Privileged Account Management – The term privileged account refers to an account with a level of access most users don’t get. Traditional examples of privileged accounts would be the Administrator account on Windows or the Root account on Linux. Sometimes these identifiers use a challenge response like a cryptographic key or password or both to authenticate to a system and sometimes these credentials are shared. Privileged Account Management refers to the management of these passwords, crypto keys and certificates. Securely sharing these “secrets” is the core requirement of any privileged account management software. When reviewing CSP’s, understand how secrets can be managed within the CSP or outside of the CSP environment
Often missed, but crucial to the success of any cloud adoption is supportability. I know it’s corny but, arms are required to brace and support an object, so I use the acronym ARM to build my support plans. Understanding how your organization will solve for availability, reliability and maintainability of cloud services or components will be key to determining if you need training, a third party or if you are cloud ready. While not a comprehensive list of topics for each supportability category, below are a few suggestions to get you rolling.

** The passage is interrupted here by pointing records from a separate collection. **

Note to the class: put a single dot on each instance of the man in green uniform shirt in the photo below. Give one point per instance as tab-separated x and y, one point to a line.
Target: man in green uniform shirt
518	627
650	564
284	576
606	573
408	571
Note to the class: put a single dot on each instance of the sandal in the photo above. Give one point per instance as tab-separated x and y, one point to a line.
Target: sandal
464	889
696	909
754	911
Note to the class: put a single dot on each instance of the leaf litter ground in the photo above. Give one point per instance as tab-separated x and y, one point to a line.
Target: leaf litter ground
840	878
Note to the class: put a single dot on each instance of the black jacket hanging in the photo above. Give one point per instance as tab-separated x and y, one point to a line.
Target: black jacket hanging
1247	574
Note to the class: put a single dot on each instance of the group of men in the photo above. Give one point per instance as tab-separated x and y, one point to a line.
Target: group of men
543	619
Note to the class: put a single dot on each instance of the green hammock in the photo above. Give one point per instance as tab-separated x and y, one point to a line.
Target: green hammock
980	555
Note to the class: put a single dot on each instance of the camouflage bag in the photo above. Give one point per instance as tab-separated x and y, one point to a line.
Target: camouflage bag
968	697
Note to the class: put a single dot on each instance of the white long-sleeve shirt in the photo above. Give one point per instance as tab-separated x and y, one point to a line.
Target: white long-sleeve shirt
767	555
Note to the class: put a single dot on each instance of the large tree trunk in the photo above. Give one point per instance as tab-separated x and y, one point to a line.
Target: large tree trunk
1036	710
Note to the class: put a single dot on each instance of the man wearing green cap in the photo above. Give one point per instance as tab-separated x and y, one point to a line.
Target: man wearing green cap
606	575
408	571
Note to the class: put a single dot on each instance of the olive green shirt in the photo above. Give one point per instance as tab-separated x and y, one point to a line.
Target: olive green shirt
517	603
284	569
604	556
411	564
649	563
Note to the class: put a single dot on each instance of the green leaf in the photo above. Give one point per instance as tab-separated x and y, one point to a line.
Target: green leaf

Availability – The availability section of the support plan reviews CSP capabilities for data backup, physical redundancy and availability for core required components, disaster recovery for desired workloads, databases and services.
Reliability – Understand how your organization would perform hardware and software inventory, patch management and change management for these cloud systems or cloud services.
Maintainability – Review existing budget and staffing resources, training and existing staff core competencies. Understand how existing admins would perform their duties on these new cloud services or environments. Understand how incident response would be handled administrative activities, incident response.
- Do we have enough staff? Do we have the right staff?
- Do we have enough budget?
- How do we manage these systems? Do we need to plan to do something different?
- How do we do incident response on these systems? Do we need to plant to do something different?